Handling confounding variables in statistical shape analysis -- application to cardiac remodelling
This work addresses the issue of confounding bias in medical imaging analysis for researchers and clinicians, though it is incremental as it builds on existing shape analysis methods.
The authors tackled the problem of confounding variables in statistical shape analysis by developing a linear framework with two correction methods, which they applied to cardiac MRI data from 89 triathletes and 77 controls to identify exercise-induced cardiac remodelling. Their results showed that without correction, no increase in myocardial mass was detected, but with adjustment, real remodelling patterns emerged in imbalanced datasets.

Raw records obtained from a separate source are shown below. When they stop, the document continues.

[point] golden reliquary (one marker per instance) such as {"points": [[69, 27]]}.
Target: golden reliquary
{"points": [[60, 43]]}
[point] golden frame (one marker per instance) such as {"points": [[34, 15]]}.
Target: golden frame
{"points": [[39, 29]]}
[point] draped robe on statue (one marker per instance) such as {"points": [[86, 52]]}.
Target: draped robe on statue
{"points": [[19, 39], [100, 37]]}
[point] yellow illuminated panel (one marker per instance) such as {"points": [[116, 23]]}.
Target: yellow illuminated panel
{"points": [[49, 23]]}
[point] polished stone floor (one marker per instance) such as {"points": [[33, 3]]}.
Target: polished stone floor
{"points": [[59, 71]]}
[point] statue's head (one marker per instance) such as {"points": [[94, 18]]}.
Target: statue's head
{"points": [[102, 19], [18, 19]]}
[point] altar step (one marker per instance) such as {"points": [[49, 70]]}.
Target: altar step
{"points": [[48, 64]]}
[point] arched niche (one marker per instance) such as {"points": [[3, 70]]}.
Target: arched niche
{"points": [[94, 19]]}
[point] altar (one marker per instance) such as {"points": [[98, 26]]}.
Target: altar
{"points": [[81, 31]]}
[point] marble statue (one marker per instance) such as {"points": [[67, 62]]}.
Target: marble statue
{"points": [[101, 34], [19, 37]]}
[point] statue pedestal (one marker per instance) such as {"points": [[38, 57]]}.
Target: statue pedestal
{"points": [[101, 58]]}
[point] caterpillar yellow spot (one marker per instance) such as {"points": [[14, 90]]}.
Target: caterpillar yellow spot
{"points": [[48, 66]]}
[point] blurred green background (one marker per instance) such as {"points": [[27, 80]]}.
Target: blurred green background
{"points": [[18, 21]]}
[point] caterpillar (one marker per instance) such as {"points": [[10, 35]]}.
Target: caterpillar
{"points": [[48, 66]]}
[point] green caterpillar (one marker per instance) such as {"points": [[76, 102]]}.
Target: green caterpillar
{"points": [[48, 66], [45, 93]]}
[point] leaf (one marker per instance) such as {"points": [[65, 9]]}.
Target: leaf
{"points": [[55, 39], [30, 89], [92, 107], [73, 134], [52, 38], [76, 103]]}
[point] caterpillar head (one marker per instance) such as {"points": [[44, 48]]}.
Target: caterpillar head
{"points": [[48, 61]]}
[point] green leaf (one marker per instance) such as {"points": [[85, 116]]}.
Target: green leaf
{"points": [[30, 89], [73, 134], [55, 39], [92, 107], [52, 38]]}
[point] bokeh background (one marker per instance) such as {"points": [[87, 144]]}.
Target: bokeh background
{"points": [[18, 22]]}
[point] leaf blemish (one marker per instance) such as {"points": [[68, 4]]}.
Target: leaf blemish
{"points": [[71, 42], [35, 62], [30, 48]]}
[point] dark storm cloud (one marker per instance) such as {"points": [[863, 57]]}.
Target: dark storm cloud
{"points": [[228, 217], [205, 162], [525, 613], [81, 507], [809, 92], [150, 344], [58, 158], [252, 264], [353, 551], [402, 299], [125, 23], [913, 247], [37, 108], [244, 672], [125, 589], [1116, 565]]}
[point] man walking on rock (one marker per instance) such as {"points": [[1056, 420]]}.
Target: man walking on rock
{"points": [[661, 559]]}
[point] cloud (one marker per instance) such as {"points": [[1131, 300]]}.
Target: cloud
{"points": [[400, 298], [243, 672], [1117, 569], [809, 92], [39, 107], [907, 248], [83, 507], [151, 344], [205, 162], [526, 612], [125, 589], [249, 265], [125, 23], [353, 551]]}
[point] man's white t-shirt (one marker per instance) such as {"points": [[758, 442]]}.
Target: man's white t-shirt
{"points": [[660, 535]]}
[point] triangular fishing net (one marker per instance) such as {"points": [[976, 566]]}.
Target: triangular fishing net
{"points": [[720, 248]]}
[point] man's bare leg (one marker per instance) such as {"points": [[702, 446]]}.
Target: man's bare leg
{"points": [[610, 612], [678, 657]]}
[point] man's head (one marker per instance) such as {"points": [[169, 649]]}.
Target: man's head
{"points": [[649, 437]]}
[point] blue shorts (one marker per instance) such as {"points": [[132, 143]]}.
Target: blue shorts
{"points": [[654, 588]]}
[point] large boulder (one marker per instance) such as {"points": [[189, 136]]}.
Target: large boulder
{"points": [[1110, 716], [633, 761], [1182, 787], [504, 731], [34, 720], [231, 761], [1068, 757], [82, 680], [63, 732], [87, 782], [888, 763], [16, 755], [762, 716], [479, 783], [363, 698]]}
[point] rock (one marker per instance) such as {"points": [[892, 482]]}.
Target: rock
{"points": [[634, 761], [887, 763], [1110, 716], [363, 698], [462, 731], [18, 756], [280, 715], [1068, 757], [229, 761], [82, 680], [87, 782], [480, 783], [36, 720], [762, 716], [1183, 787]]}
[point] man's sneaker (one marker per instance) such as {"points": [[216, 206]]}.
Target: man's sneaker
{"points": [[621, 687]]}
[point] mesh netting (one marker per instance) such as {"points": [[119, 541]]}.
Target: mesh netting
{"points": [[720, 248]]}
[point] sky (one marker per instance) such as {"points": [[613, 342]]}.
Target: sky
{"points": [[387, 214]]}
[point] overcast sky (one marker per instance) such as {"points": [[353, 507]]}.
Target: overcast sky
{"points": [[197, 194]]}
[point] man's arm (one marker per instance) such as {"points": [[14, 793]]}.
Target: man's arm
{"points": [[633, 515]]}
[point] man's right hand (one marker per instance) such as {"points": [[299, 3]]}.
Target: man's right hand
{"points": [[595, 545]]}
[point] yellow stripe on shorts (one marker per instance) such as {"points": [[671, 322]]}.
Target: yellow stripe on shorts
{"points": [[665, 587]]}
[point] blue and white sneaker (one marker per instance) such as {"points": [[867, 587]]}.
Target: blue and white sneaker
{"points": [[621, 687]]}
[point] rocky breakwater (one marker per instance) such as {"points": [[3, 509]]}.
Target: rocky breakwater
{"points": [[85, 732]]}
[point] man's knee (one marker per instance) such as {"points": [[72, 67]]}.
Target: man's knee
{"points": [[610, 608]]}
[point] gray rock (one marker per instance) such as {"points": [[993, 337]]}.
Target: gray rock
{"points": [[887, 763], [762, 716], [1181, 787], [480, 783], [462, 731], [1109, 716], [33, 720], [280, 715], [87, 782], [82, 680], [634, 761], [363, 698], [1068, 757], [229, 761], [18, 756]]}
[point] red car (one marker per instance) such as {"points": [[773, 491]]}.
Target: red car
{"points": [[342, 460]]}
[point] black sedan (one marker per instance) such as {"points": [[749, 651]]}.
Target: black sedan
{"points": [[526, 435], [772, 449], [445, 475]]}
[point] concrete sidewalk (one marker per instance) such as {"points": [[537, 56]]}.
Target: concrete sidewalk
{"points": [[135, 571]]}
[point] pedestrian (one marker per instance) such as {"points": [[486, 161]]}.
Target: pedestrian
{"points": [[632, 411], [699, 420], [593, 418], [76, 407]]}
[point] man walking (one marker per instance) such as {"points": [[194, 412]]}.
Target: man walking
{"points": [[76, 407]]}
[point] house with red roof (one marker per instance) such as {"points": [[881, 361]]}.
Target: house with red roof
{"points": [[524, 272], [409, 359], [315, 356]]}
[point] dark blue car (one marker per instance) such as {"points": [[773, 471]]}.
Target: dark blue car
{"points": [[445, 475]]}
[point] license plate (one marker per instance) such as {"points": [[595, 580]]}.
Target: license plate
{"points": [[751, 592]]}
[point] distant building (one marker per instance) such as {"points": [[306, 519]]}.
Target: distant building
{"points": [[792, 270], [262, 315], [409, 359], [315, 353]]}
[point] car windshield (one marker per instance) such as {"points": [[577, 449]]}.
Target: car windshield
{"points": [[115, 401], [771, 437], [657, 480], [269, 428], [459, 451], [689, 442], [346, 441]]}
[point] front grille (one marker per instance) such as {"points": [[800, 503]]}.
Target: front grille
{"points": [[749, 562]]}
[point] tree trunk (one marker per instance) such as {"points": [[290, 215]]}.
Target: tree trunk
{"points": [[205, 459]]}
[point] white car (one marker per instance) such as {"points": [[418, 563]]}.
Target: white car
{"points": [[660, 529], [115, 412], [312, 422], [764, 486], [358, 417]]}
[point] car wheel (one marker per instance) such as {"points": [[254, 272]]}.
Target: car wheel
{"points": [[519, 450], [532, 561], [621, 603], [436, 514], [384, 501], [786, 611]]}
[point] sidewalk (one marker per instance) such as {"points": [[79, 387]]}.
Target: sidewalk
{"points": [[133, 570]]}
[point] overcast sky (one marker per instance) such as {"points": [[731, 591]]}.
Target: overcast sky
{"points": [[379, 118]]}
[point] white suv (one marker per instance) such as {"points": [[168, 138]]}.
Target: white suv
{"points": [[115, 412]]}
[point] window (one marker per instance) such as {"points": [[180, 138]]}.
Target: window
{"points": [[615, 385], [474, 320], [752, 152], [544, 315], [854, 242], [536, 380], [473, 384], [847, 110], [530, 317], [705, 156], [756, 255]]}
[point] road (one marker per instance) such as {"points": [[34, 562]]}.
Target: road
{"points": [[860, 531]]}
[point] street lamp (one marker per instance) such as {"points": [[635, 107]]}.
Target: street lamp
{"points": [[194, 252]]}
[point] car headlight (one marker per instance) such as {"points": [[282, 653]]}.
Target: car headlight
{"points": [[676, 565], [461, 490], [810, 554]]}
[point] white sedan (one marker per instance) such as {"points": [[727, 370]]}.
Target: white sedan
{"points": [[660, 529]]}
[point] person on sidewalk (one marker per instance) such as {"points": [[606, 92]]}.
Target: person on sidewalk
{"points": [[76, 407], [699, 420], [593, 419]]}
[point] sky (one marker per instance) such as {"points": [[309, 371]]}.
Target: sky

Statistical shape analysis is a powerful tool to assess organ morphologies and find shape changes associated to a particular disease. However, imbalance in confounding factors, such as demographics might invalidate the analysis if not taken into consideration. Despite the methodological advances in the field, providing new methods that are able to capture complex and regional shape differences, the relationship between non-imaging information and shape variability has been overlooked. We present a linear statistical shape analysis framework that finds shape differences unassociated to a controlled set of confounding variables. It includes two confounding correction methods: confounding deflation and adjustment. We applied our framework to a cardiac magnetic resonance imaging dataset, consisting of the cardiac ventricles of 89 triathletes and 77 controls, to identify cardiac remodelling due to the practice of endurance exercise. To test robustness to confounders, subsets of this dataset were generated by randomly removing controls with low body mass index, thus introducing imbalance. The analysis of the whole dataset indicates an increase of ventricular volumes and myocardial mass in athletes, which is consistent with the clinical literature. However, when confounders are not taken into consideration no increase of myocardial mass is found. Using the downsampled datasets, we find that confounder adjustment methods are needed to find the real remodelling patterns in imbalanced datasets.